Even if you know your corporate culture is broken, it’s hard to know what to do about it. And if you think everything is fine, you might just be in denial. Luckily there are ways to find out how your employees feel, and what might be able to turn their attitude around.
You can’t fix something if you don’t know what’s broken. Whether it’s through employee surveys or analysis of productivity and engagement, it’s important to start by gathering information so you know what needs to be changed.
Instead of assuming you know what change would make the biggest difference, ask workers what they want and need.
“Most people just want to feel as though their opinion matters,” Jostle author Kelly Batke said. “They will enjoy the respect, and you might actually find a solution to your challenge.”
One of the things the popular Gallup surveys asks is what change would make the biggest difference for a worker’s experience. By focusing on one thing at a time you can make a big difference in a short time period.

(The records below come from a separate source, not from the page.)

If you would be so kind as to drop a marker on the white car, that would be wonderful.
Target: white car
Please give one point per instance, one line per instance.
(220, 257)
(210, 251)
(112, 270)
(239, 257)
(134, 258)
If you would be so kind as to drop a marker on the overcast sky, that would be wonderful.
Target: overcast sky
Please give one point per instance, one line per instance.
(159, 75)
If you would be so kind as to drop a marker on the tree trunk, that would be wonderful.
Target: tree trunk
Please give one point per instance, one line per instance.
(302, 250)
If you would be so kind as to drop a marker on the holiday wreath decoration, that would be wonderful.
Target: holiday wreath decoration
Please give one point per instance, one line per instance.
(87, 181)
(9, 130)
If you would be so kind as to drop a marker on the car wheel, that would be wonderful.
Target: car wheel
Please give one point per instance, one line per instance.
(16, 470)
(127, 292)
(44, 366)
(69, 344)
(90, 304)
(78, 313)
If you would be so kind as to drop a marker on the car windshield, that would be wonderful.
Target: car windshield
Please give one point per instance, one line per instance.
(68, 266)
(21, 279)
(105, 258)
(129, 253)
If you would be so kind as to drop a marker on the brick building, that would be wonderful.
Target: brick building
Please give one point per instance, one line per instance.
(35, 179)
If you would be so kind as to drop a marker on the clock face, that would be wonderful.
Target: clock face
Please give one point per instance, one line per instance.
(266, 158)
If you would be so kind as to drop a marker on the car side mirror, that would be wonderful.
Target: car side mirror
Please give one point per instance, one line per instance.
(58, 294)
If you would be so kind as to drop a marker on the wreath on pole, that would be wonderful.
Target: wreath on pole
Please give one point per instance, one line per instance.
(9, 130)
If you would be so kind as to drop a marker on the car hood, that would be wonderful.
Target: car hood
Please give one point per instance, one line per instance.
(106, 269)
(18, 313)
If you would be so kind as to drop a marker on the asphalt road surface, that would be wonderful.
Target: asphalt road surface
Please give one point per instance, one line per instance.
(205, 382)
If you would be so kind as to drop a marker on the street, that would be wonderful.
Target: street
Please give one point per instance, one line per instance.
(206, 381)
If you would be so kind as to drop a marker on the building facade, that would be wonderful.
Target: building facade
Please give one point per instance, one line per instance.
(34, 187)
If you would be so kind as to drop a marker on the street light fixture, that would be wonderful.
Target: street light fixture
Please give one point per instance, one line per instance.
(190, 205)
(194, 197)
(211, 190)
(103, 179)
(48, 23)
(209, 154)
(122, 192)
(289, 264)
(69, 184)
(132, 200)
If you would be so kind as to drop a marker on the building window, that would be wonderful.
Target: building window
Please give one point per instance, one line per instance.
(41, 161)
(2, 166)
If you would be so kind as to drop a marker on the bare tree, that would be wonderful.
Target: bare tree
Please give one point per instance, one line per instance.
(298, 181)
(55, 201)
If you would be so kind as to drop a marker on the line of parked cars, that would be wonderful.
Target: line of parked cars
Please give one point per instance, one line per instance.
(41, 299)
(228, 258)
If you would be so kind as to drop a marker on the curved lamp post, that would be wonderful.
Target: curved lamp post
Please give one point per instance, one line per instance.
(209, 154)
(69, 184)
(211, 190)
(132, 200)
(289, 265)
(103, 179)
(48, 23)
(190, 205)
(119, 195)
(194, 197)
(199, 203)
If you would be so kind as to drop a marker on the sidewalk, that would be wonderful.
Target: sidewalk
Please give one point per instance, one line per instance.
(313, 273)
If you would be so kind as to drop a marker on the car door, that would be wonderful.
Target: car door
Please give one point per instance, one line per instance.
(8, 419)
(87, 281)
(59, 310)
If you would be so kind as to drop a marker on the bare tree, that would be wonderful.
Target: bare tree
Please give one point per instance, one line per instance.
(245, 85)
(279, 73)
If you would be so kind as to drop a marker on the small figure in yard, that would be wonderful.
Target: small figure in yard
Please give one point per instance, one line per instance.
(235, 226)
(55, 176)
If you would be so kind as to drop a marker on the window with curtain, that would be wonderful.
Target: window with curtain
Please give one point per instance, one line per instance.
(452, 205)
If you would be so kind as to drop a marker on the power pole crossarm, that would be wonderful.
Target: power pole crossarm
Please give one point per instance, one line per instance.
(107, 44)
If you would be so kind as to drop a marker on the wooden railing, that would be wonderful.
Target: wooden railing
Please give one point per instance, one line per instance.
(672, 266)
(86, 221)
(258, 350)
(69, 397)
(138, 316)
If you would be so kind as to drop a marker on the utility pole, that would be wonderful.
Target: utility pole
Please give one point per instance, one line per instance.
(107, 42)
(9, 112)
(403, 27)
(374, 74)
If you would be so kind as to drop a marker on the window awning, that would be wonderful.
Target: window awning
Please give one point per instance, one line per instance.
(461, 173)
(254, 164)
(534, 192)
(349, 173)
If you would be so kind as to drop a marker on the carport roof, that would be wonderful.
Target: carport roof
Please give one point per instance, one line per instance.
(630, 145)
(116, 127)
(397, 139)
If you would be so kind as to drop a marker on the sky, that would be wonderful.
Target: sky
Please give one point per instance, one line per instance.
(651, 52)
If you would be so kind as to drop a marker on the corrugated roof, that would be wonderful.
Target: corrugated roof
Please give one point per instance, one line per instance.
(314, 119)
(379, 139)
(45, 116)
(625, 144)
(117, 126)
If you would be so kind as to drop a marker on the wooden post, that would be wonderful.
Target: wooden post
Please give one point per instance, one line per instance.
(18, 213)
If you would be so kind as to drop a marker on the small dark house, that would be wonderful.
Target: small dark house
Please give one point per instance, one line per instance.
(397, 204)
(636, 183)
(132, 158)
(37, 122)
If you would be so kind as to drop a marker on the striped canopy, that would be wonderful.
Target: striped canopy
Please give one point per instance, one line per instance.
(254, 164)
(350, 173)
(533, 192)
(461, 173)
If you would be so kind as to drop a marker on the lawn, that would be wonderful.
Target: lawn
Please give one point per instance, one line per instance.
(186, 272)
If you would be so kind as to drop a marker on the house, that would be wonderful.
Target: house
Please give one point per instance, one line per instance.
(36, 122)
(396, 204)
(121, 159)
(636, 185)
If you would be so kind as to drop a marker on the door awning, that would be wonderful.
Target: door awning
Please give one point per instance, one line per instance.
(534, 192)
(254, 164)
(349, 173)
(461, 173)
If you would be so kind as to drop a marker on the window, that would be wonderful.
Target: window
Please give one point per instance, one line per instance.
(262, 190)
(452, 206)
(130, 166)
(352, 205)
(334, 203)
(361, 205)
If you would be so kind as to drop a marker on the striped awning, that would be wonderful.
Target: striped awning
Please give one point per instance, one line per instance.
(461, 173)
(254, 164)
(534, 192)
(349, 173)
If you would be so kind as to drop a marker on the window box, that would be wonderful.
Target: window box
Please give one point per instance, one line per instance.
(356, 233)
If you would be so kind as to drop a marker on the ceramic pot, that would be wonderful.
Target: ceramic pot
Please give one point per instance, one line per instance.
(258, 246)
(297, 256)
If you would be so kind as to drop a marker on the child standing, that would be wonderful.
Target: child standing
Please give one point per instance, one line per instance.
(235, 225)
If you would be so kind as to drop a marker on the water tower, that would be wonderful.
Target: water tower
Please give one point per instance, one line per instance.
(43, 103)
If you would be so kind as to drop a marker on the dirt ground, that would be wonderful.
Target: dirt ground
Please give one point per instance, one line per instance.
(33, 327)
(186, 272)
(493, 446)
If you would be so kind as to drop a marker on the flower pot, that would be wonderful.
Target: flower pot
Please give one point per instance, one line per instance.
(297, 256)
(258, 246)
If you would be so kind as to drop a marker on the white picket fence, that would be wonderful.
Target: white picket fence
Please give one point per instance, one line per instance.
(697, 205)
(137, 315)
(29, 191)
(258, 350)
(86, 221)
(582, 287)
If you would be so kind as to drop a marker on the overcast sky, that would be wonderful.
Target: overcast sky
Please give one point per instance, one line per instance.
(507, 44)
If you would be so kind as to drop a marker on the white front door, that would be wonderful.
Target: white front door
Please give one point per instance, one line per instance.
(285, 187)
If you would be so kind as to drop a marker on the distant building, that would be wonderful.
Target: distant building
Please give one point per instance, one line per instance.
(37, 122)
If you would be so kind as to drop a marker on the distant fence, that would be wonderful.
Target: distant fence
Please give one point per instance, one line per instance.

Once you have your priorities in place, look for the root of the problem. For example, if your employees feel that they don’t have the right equipment for their tasks, that could lead to feeling like the management team doesn’t care or appreciate them. Before you invest in a pricy rewards program, look at what might be at the root of dissatisfaction.
“Use potent stories and direct experiences to make change a moral and human issue,” researcher and author David Maxfield said. He gave the example of New York restaurateur Danny Meyer, who helped employees connect to the value of “hospitality” rather than just “customer service” by repeatedly sharing powerful stories of meaningful guest experiences their colleagues create.